First Brexit. Now the US presidential election. What will the "global network of pollsters" get wrong next? The right in Europe: Le Pen in France or AfD in Germany? What if they do? Does it ever matter?
In all the months leading to the US elections, we were awash with talk about the hazards of letting Donald Trump - President "bad-hair-day" - become Commander-in-Chief. "He's a sexist," people would say, "a racist, a moron, a blah-blah… and he'll start World War III just to settle some petty squabble." No doubt we'll find out now that he has won the White House.
But to think that his elevation would amount to a little war in itself; not even the pollsters saw that coming.
"We're talking in the aftermath of a little nuclear bomb having gone off, so the survivors are still staggering around, wondering what went wrong," says Ben Page, chief executive of British pollsters Ipsos MORI.
Clearly, a full, considered post-match analysis will have to wait.
But what went wrong exactly? The US voted in a democratic election and got what the majority - at least in terms of electoral votes - wanted. True, it was close. We knew it would be. Or so we were told by the pollsters. But no one, not even they, wanted to believe Trump would win. And that's what went wrong, horribly wrong.
"It's similar to Brexit in that there was a surge in turnout," says Page. "In both Brexit and the Trump victory, you see older working class voters turning out, who haven't turned out in recent elections."
This is especially problematic "where politics is unstable." And for pollsters, that's when their predictions become a judgement call about which factors and people to include or leave out.
"When somebody tells me they are certain to vote tomorrow but that they don't usually vote," says Page, "to have included them in previous general elections would have made my poll wrong. The difficulty in both Brexit and in this [US] election, is that by not including them we've made the poll wrong."
We often overlook this fact that hidden in election predictions are a number of other nano-predictions. Pollsters don't only base their predictions on traditional telephone surveys or online questionnaires, but they are constantly having to make decisions about what and who is relevant.
"They have to make decisions about the demographic groups who will vote, so they come up with 'likely voter screens' which are based on past voting behavior," says Mark Kayser of the Hertie School of Governance. "And what I see this year as being really anomalous is the emergence of this white, rural group identity."
It's a group, says Kayser, which was always such as large majority in American politics that it didn't have to vote like a minority. But this time it apparently did.
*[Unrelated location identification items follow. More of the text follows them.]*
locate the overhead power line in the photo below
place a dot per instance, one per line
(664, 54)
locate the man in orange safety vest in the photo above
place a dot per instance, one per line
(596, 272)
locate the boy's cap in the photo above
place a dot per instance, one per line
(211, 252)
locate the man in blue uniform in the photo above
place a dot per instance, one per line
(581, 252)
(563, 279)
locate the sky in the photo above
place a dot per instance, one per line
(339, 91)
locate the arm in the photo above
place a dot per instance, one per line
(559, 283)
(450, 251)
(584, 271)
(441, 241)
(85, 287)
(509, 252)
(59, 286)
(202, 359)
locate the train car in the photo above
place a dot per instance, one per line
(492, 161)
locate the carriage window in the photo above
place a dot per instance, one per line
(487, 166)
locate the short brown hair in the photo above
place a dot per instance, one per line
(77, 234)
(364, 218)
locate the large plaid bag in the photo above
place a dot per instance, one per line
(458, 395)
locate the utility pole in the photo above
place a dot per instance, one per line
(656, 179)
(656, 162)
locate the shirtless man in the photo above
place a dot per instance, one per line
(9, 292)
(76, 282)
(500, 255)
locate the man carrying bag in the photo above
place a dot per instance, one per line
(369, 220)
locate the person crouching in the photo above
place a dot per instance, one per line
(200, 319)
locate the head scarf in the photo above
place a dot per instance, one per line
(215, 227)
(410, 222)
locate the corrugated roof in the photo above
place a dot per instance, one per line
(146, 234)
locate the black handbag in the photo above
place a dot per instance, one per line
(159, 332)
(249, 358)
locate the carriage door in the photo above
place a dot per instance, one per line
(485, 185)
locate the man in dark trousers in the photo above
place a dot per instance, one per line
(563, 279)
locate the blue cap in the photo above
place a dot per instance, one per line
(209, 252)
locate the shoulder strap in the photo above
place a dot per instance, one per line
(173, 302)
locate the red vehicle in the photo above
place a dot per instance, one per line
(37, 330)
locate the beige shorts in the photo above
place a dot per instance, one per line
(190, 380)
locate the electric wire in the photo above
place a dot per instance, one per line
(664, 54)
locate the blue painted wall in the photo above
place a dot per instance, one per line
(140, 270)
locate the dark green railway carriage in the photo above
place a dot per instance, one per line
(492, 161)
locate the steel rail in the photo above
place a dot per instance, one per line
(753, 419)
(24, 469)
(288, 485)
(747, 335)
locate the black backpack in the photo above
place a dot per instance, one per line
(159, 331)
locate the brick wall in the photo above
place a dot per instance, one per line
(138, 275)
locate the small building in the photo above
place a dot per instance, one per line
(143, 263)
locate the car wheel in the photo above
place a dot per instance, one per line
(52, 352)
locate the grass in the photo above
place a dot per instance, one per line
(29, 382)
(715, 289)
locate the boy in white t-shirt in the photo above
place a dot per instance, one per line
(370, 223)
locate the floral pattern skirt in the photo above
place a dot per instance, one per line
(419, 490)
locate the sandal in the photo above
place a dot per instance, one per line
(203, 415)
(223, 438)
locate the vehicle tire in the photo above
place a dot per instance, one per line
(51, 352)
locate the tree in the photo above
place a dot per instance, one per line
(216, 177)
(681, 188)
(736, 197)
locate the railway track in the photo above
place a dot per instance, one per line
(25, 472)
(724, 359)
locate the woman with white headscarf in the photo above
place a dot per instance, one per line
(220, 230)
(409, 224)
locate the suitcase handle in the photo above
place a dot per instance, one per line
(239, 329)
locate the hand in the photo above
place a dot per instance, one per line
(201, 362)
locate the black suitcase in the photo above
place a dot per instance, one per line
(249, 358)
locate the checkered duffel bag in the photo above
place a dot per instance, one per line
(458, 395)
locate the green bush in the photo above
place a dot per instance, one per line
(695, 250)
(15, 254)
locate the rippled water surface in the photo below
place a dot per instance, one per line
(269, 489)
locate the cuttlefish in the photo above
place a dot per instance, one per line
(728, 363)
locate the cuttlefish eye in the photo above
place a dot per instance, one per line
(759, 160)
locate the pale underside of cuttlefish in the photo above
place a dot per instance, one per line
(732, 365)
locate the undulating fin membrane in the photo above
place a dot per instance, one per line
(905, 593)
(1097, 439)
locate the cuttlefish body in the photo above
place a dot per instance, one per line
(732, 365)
"There wasn't this strong sense of a white identity before," says Kayser. "And that's probably what Trump fed off, and that was probably a problem for a lot of the likely voter filters that went into polling models in Michigan, Wisconsin and Pennsylvania."
Even if you include the right groups in your samples, though, there is a risk they will "shy away" from telling you the truth about their voting intentions.
"That's the 'shy-Tory' phenomenon from the UK, that when people go behind the curtain and cast their ballots, they vote for the Conservatives but in public they wouldn't admit it," says Kayser, "and people have wondered whether there is such a thing as a 'shy-Trump' phenomenon, but it wasn't in the data."
It was rather, says Kayser, that the pollsters thought more Hispanics and women would come out to vote for Hillary Clinton, but they didn't, and so the pollsters got their models wrong.
What does it matter?
You could argue it doesn't matter what the polls say. What matters is the result. And I'd agree - up to a point. But there's also a case to suggest that polls can prejudice elections.
"Polls play a big role in the media," says Nico Siegel, a German pollster at Infratest dimap. "But the price you pay in a liberal democracy, in a market economy, is that you have suppliers on the polling side and people in the media who don't see polls so scientifically."
Say there are strong indications for one candidate, or an outcome in a referendum. If a media organization pushes it hard enough, even if only because it makes the better story, it may mobilize people on the other side of the divide. For good or bad.
Plus, ours being market economies, as Siegel points out, you get what you pay for, just as you do at the shops. Polls are more accurate the larger the sample of people you include. But including one hundred people is cheaper than one hundred thousand.
"Polls of a thousand or two thousand people will not predict the outcome of an election," says Siegel, "they reflect a general mood. Predictions can only really be made on the day based on exit polls."
So considering all this while, reading how Clinton would weather the FBI's new email investigation due to her lead in early voting, or about the damage done to Trump by the locker-room tape, were we wasting our time? When some of the final polls kept Clinton ahead by 7 percent, was that just a collective heads in the sand to protect us against the oncoming desert storm?
"I wonder whether we're all in this bubble of reinforcement, particularly with social media, and journalists interacting with their readers in a constant fashion, and interacting with each other," says Page.
If he is right, which he probably is, this will lead us further and further into a world of "confirmation bias."
"It's a challenge for pollsters because we can only learn by past events and when the whole structure of politics changes," says Page, "polls find it hard to pick that up."
Both Brexit and Trump are seen as lurches to the right, possibly even the far right. There are a good number of people who wish they had seen that coming… in the polls. And it's got some worried about two of the next big elections in Europe - France and Germany in 2017. France, for one, could get its first female president where the US just missed out - Marine Le Pen of the National Front.
So how do we improve the polls if social media is part of the problem? Will big data help? Probably not.
"In countries where classical polls - on the phone or online - don't work well anymore, there should be a combination of polls and some kind of big data or social media analysis," says Siegel. "But even with big data, you're right, it would be wrong to say you could predict an election 10 or even three days before the ballot."
You can't predict the unpredictable. Not where humans are concerned.